Republicans in the state legislature opened a new session Monday. Assembly Speaker Robin Vos (R - Rochester) said then GOP members in both the Assembly and Senate were in agreement on a coronavirus relief package.
Senate Majority Leader Devin LeMahieu (R - Oostburg) then said Thursday senate members were not on board with the bill; some wanted tighter restrictions on local health officials' authority to issue orders that close businesses.
"There are some things that are very important to my caucus members," LeMahieu said. "Unfortunately, the bills, AB 1, that the speaker put out there, my caucus wasn't quite there yet so I continue to work with my caucus to make sure we can find a solution that addresses the COVID pandemic."
LeMahieu's office confirmed Friday the Joint Finance Committee would hold a hearing on the bill Monday with the Senate expected to take up its bill Tuesday, an indication the two sides had bridged the gap.
If indeed tighter regulations on local health departments and public school board are part of the changes, to along with legal immunity for businesses already in the assembly bill, it would almost certainly be vetoed by Democratic Governor Tony Evers.
"We're trying to find a solution everyone can get on board with," LeMahieu said. "We're still in the Senate working on that process, to find that point where us and the Assembly can put a bill on the governor's desk he's comfortable signing."
One thing GOP agrees on: election law changes
LeMahieu confirmed the pursuit of election law changes at the state level is a priority for legislative Republicans this session. LeMahieu said he did not believe widespread voter fraud, for which no evidence has been presented, occurred in the 2020 presidential election.
"I wouldn't use the word 'widespread' voter fraud," LeMahieu said. "I think there's always some minor cases of voter fraud that goes on and those need to be, if they're found, they need to be reported."
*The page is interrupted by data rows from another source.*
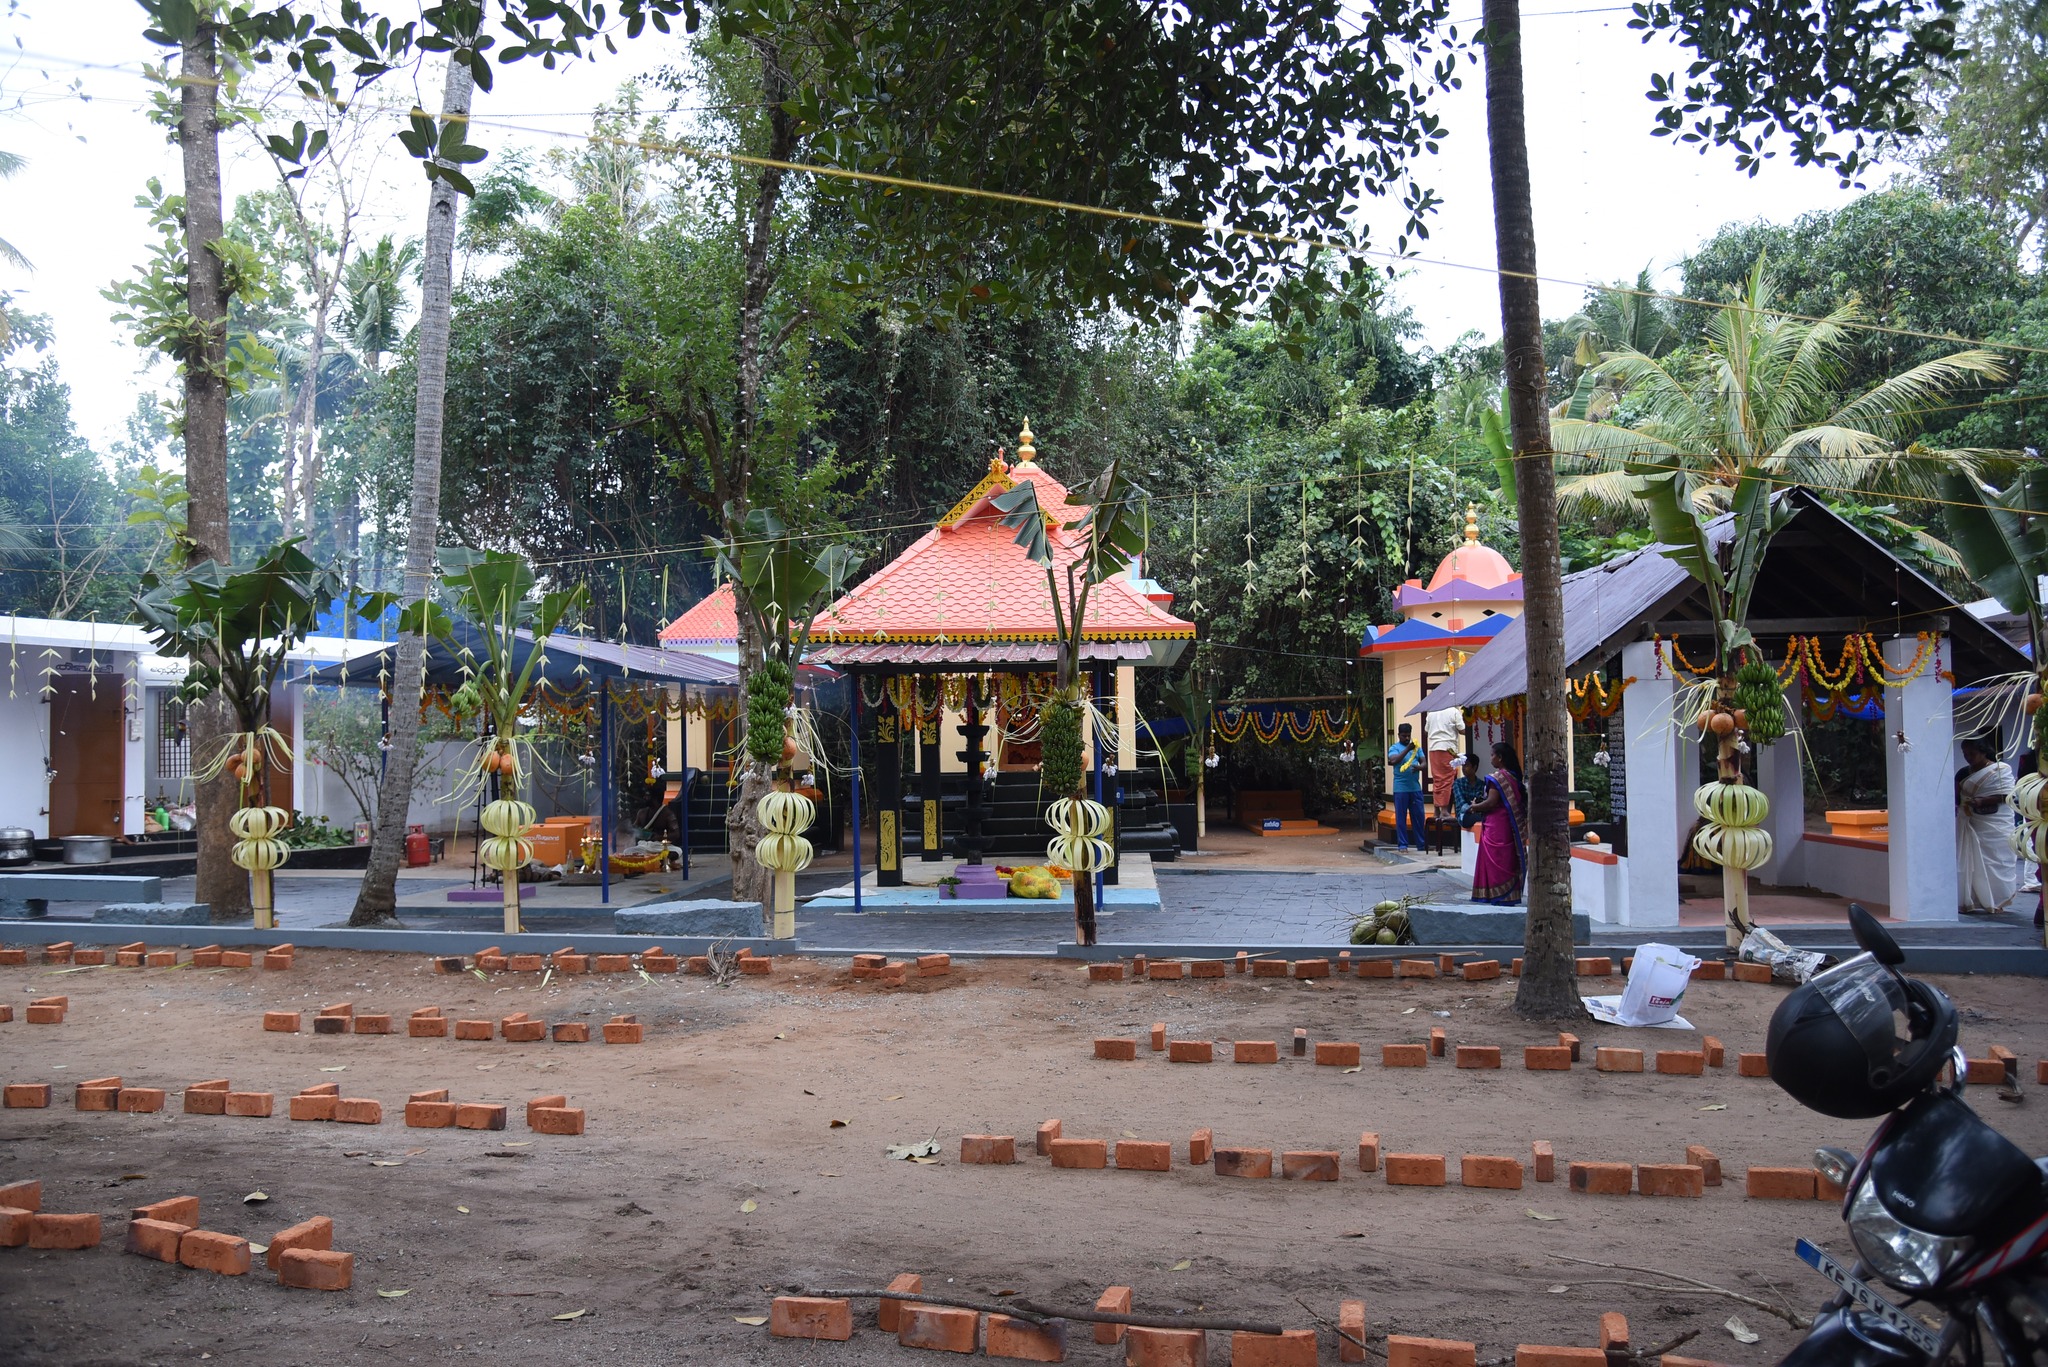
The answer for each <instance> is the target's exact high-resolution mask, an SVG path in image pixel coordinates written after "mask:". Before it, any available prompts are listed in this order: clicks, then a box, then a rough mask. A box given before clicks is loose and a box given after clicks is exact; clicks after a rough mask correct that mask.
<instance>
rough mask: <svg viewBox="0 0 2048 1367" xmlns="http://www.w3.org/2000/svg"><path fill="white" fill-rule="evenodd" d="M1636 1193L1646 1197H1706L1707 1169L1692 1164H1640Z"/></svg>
mask: <svg viewBox="0 0 2048 1367" xmlns="http://www.w3.org/2000/svg"><path fill="white" fill-rule="evenodd" d="M1636 1191H1638V1193H1642V1195H1645V1197H1704V1195H1706V1168H1702V1166H1698V1164H1692V1162H1638V1164H1636Z"/></svg>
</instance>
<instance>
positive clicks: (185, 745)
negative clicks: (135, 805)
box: [156, 689, 193, 779]
mask: <svg viewBox="0 0 2048 1367" xmlns="http://www.w3.org/2000/svg"><path fill="white" fill-rule="evenodd" d="M190 773H193V742H190V738H188V736H186V734H184V703H180V701H178V697H176V695H174V693H172V691H170V689H166V691H164V697H162V699H160V701H158V705H156V775H158V777H160V779H184V777H188V775H190Z"/></svg>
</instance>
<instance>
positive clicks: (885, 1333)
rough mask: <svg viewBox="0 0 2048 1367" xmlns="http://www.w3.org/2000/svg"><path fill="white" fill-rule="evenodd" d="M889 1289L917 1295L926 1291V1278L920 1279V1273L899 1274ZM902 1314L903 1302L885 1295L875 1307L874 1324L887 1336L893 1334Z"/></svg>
mask: <svg viewBox="0 0 2048 1367" xmlns="http://www.w3.org/2000/svg"><path fill="white" fill-rule="evenodd" d="M889 1289H891V1291H907V1293H911V1295H915V1293H918V1291H924V1277H920V1275H918V1273H899V1275H897V1279H895V1281H891V1283H889ZM901 1314H903V1301H895V1299H889V1297H887V1295H885V1297H881V1301H877V1306H874V1324H877V1326H879V1328H881V1330H883V1332H885V1334H893V1332H895V1326H897V1318H899V1316H901Z"/></svg>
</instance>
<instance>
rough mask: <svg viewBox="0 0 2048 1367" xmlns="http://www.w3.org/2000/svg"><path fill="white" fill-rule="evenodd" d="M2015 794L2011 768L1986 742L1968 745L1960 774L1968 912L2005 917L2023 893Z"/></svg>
mask: <svg viewBox="0 0 2048 1367" xmlns="http://www.w3.org/2000/svg"><path fill="white" fill-rule="evenodd" d="M2011 791H2013V771H2011V767H2009V764H2005V762H2003V760H1999V758H1997V756H1995V754H1993V752H1991V746H1989V744H1987V742H1985V740H1980V738H1976V736H1970V738H1968V740H1964V742H1962V771H1960V773H1958V775H1956V902H1958V906H1960V908H1962V910H1964V912H1980V914H1989V912H2003V910H2005V906H2007V904H2009V902H2011V900H2013V896H2015V894H2017V892H2019V877H2021V871H2019V855H2017V853H2015V851H2013V807H2011V803H2009V801H2007V797H2011Z"/></svg>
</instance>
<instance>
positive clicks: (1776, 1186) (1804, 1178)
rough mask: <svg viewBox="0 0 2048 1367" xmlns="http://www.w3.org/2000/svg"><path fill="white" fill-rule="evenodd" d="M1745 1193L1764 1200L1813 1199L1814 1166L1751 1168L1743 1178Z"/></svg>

LeMahieu said legislative Republicans would seek minor alterations and clarification to election statutes. GOP lawmakers have indicated they want change in the areas of indefinite confinement -- which the state supreme court ruled last month is entirely at the voter's discretion, the ability of county clerk staff to correct or fill in incomplete absentee ballot applications, and around drop-off policies for absentee envelopes.
LeMahieu said there was also some interest in allowing clerks to begin processing absentee ballots before election day, which was a point of contention in November.
"We need to make sure there's a process in place going forward so that reporting is timely," he said.